In Costantino Kavafis (1863-1933) vi sono cose salienti, come la ritrosia a pubblicare, l’omosessualità, il tardo esordio, la lingua. Diceva: “Io sono di origine costantinopolitana, ma nato in Alessandria d’Egitto, in una casa della via Cherif. Me ne andai di là che ero ancora bambino, e molta parte della mia infanzia la passai in Inghilterra. Più in avanti visitai ancora quel paese, ma per poco. Soggiornai anche in Francia. Adolescente, passai più di due anni a Costantinopli. In Grecia è da anni che non vado più. Il mio ultimo impiego è stato presso un ufficio dipendente dal ministero egiziano dei lavori pubblico. Parlo l’inglese, il francese e un poco l’italiano. Ma la mia lingua è il greco.” L’italiano lo studiò per leggere Dante in lingua originale, come succede a tanti poeti. Trovo in exergo la dichiarazione in “Il sole del pomeriggio, per la traduzione di Tino Sangiglio e Paolo Ruffilli. (Introduzione di Paolo Ruffilli per la Biblioteca dei leoni, 2014, da cui abbiamo tratto tre poesie inedite più il must che caratterizza Kavafis Per quanto puoi: che è anche in copertina dell’einaudiano Settantacinque poesie (1992) dove Nelo Risi parla di “materialità ridotta a pura trasparenza”.

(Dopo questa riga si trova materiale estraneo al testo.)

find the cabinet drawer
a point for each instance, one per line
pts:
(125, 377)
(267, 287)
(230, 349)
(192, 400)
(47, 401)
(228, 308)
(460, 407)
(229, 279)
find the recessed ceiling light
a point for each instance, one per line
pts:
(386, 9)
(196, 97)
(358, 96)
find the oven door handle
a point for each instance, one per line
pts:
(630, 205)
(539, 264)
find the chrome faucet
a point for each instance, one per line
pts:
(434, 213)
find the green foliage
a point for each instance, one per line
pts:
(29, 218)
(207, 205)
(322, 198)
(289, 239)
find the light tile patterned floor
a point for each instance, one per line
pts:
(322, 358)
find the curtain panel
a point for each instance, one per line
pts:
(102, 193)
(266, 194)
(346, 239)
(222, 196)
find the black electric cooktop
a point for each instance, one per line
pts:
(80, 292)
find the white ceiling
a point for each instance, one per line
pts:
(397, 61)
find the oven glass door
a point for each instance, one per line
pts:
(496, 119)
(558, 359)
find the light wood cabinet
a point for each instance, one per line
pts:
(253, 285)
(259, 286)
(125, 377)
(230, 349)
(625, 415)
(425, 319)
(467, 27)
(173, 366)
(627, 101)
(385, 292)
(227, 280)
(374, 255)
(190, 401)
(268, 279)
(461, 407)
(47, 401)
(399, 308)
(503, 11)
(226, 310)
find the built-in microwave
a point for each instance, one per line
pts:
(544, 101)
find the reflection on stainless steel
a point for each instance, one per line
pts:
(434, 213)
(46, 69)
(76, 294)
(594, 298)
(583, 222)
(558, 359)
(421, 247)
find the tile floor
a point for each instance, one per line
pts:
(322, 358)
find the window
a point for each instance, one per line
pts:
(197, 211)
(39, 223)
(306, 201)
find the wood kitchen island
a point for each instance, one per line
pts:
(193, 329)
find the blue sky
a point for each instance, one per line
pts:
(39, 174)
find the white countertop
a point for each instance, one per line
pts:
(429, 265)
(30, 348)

Ponderoso invece il libro della serie Un secolo di poesia del Corriere, a cura di Filippomaria Pontani, (2011) che ha in quarta di copertina il must Per quanto puoi. Le tre traduzioni differiscono in più punti. Scrive Filippomaria Pontani: “Kavafis vota il suo ingegno e la sua anima a indagare l’essenza della precarietà: la precarietà di un regno ellenistico come quella del piacere goduto la notte scorsa, la precarietà dell’impero bizantino come quella della poesia fin-de-siècle, la precarietà degli ideali ellenici come quella della poesia che si scrive, la precarietà di Marco Antonio, l’ultima sera ad Alessandria, come quella della nostra vita, delle nostre candele ancora provvisoriamente accese”. Su tutto il monito ancora valido: non sciupare la vita.

Pierangela Rossi

 
 
 
 
Per quanto puoi
 
E se non puoi la vita che desideri
cerca almeno questo
per quanto sta in te: non sciuparla
nel troppo commercio con la gente
con troppe parole in un viavai frenetico.
 
Non sciuparla portandola in giro
in balìa del quotidiano
gioco balordo degli incontri
e degli inviti,
fino a farne una stucchevole estranea.
 
 
 
 
 
 
Voci
 
Care voci familiari,
di quelli già scomparsi, di quelli
per noi perduti come i morti.
 
Talvolta ci parlano nei sogni,
e la mente le sente talvolta tra i pensieri.
 
Tornano un attimo con il loro suono
– echi al rimbalzo del primo farsi della vita –
come musica che si perde lontano nella notte.
 
 
 
 
 
 
In chiesa
 
Amo la chiesa con le immagini dei santi,
l’argento dei corredi, le luci,
i candelabri, il pulpito, le icone.
 
E appena entro nella chiesa greca,
tra i profumi dell’incenso,
i canti e le armonie liturgiche,
la maestà dei pope e quel solenne
ritmo di ogni gesto – il gran fulgore
intenso dello sfarzo di tutti i paramenti –
la mente mi trasporta alle splendide virtù
di questa stirpe, la gloriosa nostra era bizantina.
 
 
 
 
 
 
Nella bottega
 
In bell’ordine con cura li avvolgeva dentro
la preziosa seta verde, nella sua bottega.
 
Fa da rubini rose. Gigli da perle
e viole da ametista. Come li pensa,
 
così li vuole, così li vede belli, non come
li studio in natura un tempo. Li chiude in cassaforte,
 
prove del suo lavoro audace e accorto.
E, se un cliente si affaccia alla porta,
 
estrae da vendere altre cose (magnifici
gioielli):  bracciali, catenine, collane e anelli.